Narrow paths take you deeper into the jungle to the cenote where virgins were sacrificed, the observatory, and other various structures.
The site is large and will take several hours to see. When the place began to fill in with tourists, we took our leave.
We tasted mezcal at the Mayapan distillery outside of Valladolid. While tequila is only made from the blue agave plant and can only be made in the state of Jalisco Mexico, mezcal is its less picky cousin. We toured the distillery, peeking in the ovens and tasting 6 different varieties. It is very similar in taste and flavor to tequila. A little buzzed, we made the drive back to Cancún.

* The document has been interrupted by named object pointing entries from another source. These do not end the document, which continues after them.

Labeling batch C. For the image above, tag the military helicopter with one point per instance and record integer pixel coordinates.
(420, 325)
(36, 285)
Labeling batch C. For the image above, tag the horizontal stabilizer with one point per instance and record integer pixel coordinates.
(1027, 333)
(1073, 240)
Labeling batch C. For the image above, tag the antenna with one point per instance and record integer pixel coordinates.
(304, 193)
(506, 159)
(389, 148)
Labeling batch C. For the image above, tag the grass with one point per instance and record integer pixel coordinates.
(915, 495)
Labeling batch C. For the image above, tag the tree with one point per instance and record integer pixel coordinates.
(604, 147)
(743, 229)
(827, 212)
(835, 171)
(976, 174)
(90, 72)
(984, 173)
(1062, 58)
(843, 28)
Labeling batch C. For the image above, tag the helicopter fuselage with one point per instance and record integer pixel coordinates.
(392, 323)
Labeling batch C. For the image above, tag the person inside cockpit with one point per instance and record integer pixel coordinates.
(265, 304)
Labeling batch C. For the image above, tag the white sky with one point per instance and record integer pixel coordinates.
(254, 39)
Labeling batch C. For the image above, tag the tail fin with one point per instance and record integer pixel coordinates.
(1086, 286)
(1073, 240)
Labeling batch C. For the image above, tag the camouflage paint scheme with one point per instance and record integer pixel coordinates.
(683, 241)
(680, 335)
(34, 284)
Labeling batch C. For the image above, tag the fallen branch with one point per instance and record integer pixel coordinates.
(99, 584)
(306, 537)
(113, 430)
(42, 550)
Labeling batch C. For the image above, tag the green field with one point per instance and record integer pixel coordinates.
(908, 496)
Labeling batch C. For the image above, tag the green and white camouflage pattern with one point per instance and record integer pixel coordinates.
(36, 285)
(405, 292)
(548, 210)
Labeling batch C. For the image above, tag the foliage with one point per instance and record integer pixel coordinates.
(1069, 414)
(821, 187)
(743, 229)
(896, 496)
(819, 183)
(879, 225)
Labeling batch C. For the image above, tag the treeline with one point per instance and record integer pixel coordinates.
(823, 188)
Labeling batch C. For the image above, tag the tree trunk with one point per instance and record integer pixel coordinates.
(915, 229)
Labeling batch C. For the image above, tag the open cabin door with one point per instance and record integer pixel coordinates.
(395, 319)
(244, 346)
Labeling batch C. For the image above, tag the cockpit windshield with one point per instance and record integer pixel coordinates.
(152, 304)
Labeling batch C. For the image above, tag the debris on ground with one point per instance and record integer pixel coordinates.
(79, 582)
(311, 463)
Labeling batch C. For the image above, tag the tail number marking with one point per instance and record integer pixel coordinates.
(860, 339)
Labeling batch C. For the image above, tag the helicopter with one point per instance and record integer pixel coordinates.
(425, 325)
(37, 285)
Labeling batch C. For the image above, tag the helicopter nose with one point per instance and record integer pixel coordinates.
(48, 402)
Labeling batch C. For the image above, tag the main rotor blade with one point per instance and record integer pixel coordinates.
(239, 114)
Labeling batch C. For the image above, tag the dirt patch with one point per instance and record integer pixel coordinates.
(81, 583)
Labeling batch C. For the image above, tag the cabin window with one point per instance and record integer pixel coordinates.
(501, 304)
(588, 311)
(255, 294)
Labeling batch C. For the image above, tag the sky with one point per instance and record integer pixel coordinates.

A little note on the roads in Mexico… they were fabulous. The only real difference between highways in the U.S. were tons of speed bumps called topes. Otherwise, there was plenty of signage and they were in good condition.
We spent the night in Ciudad Cancún, or the city center. It was similar to the downtown of any bigger city, lot’s of traffic and very busy. We did find a great restaurant and splurged on some Chicken mole and Ceviche. Our hostel was super nice, but we passed on the outings to various clubs.
The next morning we caught an early flight back to Denver and back to the snow.